Het komt allemaal massaal op je afstormen in Rome. Vijf, zes rijen dik, auto’s, bussen, motors, scooters (veel), elektrische fietsen/steppen, gewone fietsen.
Als er een stoplicht is, dient de voetganger te wachten. Doet hij dat niet dan laat iedere geautomobiliseerde blijken bereid te zijn eigenhandig het doodvonnis te voltrekken. Toch is het verlangen het stoplicht te negeren groot. In de belevingswereld van de voetganger staat het stoplicht wel drie minuten op rood, en als er een blok moet worden genomen duurt het volgende stoplicht weer drie minuten. En ook bij een groen licht blijft het geraden het aanrijdende verkeer in de gaten te houden.
Als er een zebrapad zonder stoplicht is, heeft de voetganger in principe voorrang. Hij dient dit met zijn voeten af te dwingen door zich voor de aanstormend auto’s te storten. 95% houdt in en verleent het privilege waarop de voetganger recht heeft: doorlopen.

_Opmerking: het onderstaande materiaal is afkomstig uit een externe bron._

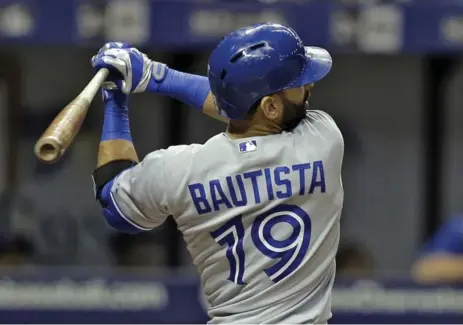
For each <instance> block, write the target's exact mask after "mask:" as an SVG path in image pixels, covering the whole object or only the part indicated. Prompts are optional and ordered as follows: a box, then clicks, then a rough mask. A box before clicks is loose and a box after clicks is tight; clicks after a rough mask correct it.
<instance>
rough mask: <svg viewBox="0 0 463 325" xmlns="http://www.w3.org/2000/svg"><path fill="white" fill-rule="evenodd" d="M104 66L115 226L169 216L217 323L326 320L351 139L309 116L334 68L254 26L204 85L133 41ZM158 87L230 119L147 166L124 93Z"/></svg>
mask: <svg viewBox="0 0 463 325" xmlns="http://www.w3.org/2000/svg"><path fill="white" fill-rule="evenodd" d="M92 65H93V67H94V68H95V69H96V70H98V69H101V68H108V69H110V71H111V72H112V77H111V81H112V82H108V83H106V84H105V87H106V89H105V90H104V96H103V97H104V102H105V118H104V126H103V133H102V138H101V144H100V150H99V156H98V167H97V169H96V170H95V172H94V174H93V177H94V183H95V189H96V197H97V199H98V201H99V202H101V205H102V207H103V213H104V216H105V218H106V219H107V221H108V223H109V224H110V225H111V226H113V227H114V228H116V229H118V230H120V231H125V232H130V233H137V232H140V231H149V230H151V229H153V228H155V227H157V226H159V225H160V224H162V223H163V222H164V220H165V219H166V218H167V217H168V216H173V218H174V219H175V221H176V223H177V225H178V229H179V230H180V231H181V232H182V234H183V237H184V240H185V242H186V243H187V247H188V250H189V252H190V254H191V256H192V259H193V262H194V264H195V265H196V267H197V269H198V271H199V273H200V275H201V283H202V288H203V292H204V294H205V297H206V302H207V307H208V308H207V309H208V310H207V311H208V314H209V316H210V323H212V324H218V323H294V324H309V323H325V322H327V320H328V319H329V318H330V317H331V311H330V308H331V306H330V305H331V290H332V286H333V281H334V277H335V254H336V251H337V248H338V241H339V221H340V215H341V209H342V205H343V187H342V182H341V165H342V159H343V151H344V142H343V138H342V135H341V133H340V131H339V129H338V128H337V126H336V124H335V122H334V121H333V119H332V118H331V117H330V116H329V115H328V114H326V113H324V112H321V111H316V110H308V104H307V102H308V99H309V97H310V95H311V92H312V90H313V87H314V83H316V82H317V81H320V80H321V79H322V78H324V77H325V76H326V75H327V74H328V72H329V71H330V69H331V65H332V59H331V56H330V55H329V53H328V52H327V51H326V50H324V49H321V48H316V47H304V45H303V44H302V41H301V40H300V38H299V37H298V35H297V34H296V32H295V31H294V30H292V29H290V28H288V27H285V26H282V25H278V24H271V23H265V24H258V25H253V26H249V27H245V28H241V29H239V30H237V31H235V32H233V33H231V34H230V35H228V36H226V37H225V38H224V39H223V40H222V41H221V42H220V43H219V44H218V46H217V47H216V48H215V49H214V51H213V52H212V54H211V56H210V60H209V66H208V73H207V77H204V76H198V75H191V74H187V73H183V72H180V71H176V70H174V69H172V68H170V67H168V66H166V65H164V64H162V63H159V62H154V61H152V60H150V59H149V58H148V57H147V56H146V55H145V54H143V53H141V52H140V51H138V50H137V49H135V48H131V47H130V46H129V45H128V44H125V43H108V44H106V45H105V46H104V47H103V48H102V49H101V50H100V51H99V52H98V54H97V55H96V56H94V57H93V59H92ZM143 91H152V92H156V93H159V94H163V95H166V96H171V97H173V98H175V99H177V100H180V101H183V102H184V103H186V104H188V105H190V106H191V107H192V108H194V109H197V110H201V111H202V112H204V113H205V114H207V115H209V116H211V117H214V118H217V119H219V120H223V121H226V122H227V123H228V126H227V130H226V132H223V133H221V134H218V135H216V136H214V137H212V138H211V139H209V140H208V141H207V142H206V143H205V144H202V145H201V144H192V145H181V146H173V147H169V148H167V149H165V150H158V151H154V152H152V153H150V154H149V155H147V156H146V158H145V159H144V160H143V161H141V162H139V161H138V157H137V154H136V151H135V148H134V146H133V143H132V139H131V136H130V129H129V117H128V106H127V95H128V94H130V93H138V92H143Z"/></svg>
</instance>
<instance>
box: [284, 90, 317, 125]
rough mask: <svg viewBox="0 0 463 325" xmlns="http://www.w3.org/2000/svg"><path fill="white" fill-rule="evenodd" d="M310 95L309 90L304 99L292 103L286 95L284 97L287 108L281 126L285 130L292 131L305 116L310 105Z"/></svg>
mask: <svg viewBox="0 0 463 325" xmlns="http://www.w3.org/2000/svg"><path fill="white" fill-rule="evenodd" d="M309 96H310V93H309V91H306V93H305V95H304V100H303V101H302V102H301V103H299V104H294V103H291V102H290V101H289V100H287V99H286V98H285V97H282V100H283V103H284V106H285V108H284V110H283V119H282V122H281V126H282V128H283V130H284V131H291V130H292V129H294V128H295V127H296V126H298V125H299V123H300V122H301V121H302V120H303V119H304V118H305V116H306V114H307V111H308V110H309V107H310V104H309Z"/></svg>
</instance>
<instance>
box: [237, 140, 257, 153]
mask: <svg viewBox="0 0 463 325" xmlns="http://www.w3.org/2000/svg"><path fill="white" fill-rule="evenodd" d="M239 148H240V152H243V153H244V152H253V151H256V150H257V141H256V140H249V141H245V142H241V143H240V144H239Z"/></svg>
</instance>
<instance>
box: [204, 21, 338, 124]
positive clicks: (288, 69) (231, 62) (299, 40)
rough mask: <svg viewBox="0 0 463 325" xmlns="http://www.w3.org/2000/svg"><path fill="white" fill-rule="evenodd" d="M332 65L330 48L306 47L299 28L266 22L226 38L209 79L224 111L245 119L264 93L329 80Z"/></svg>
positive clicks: (246, 27)
mask: <svg viewBox="0 0 463 325" xmlns="http://www.w3.org/2000/svg"><path fill="white" fill-rule="evenodd" d="M332 63H333V61H332V59H331V56H330V54H329V53H328V51H326V50H325V49H322V48H319V47H308V46H306V47H304V45H303V44H302V41H301V39H300V38H299V36H298V35H297V34H296V32H295V31H294V30H293V29H291V28H288V27H285V26H283V25H279V24H272V23H264V24H257V25H252V26H248V27H243V28H241V29H238V30H237V31H235V32H233V33H231V34H229V35H228V36H226V37H225V38H224V39H223V40H222V41H221V42H220V43H219V45H218V46H217V47H216V48H215V50H214V51H213V52H212V54H211V57H210V59H209V67H208V77H209V83H210V85H211V91H212V94H213V95H214V97H215V101H216V105H217V109H218V112H219V113H220V114H221V115H222V116H225V117H227V118H230V119H243V118H244V117H245V116H246V115H247V113H248V112H249V110H250V109H251V108H252V107H253V106H254V105H255V104H256V103H257V102H258V101H259V100H260V99H262V98H263V97H264V96H267V95H270V94H273V93H276V92H279V91H281V90H284V89H288V88H294V87H300V86H304V85H307V84H310V83H313V82H316V81H319V80H320V79H322V78H324V77H325V76H326V75H327V74H328V72H329V71H330V69H331V65H332Z"/></svg>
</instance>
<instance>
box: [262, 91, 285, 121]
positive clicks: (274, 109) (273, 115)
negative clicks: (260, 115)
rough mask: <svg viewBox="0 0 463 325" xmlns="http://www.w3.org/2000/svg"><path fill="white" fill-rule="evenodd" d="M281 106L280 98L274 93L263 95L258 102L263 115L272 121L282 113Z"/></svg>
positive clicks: (279, 116) (282, 101) (274, 120)
mask: <svg viewBox="0 0 463 325" xmlns="http://www.w3.org/2000/svg"><path fill="white" fill-rule="evenodd" d="M283 106H284V105H283V101H282V100H281V98H280V97H279V96H275V95H270V96H265V97H264V98H262V100H261V102H260V107H261V109H262V112H263V113H264V115H265V117H266V118H267V119H269V120H272V121H277V120H278V119H279V118H280V116H281V115H282V114H283Z"/></svg>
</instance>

In één op de 20 gevallen stormt de automobilist door.
Bas Mesters wijst er in Romeinse Streken op dat "de weggebruikers ... samen een puzzel [oplossen], een sociale puzzel. Alles draait daarbij om persoonlijk contact, oogcontact, kortstondige relaties. Auotrijden is en spel van geven en nemen, van slim zijn en respect afdwingen. De belangrijkste richtlijn is: gehoorzaam de wet niet, maar overleg met je medegebruiker.
Het voetgangersdilemma: terugdeinzen of je gelijk halen.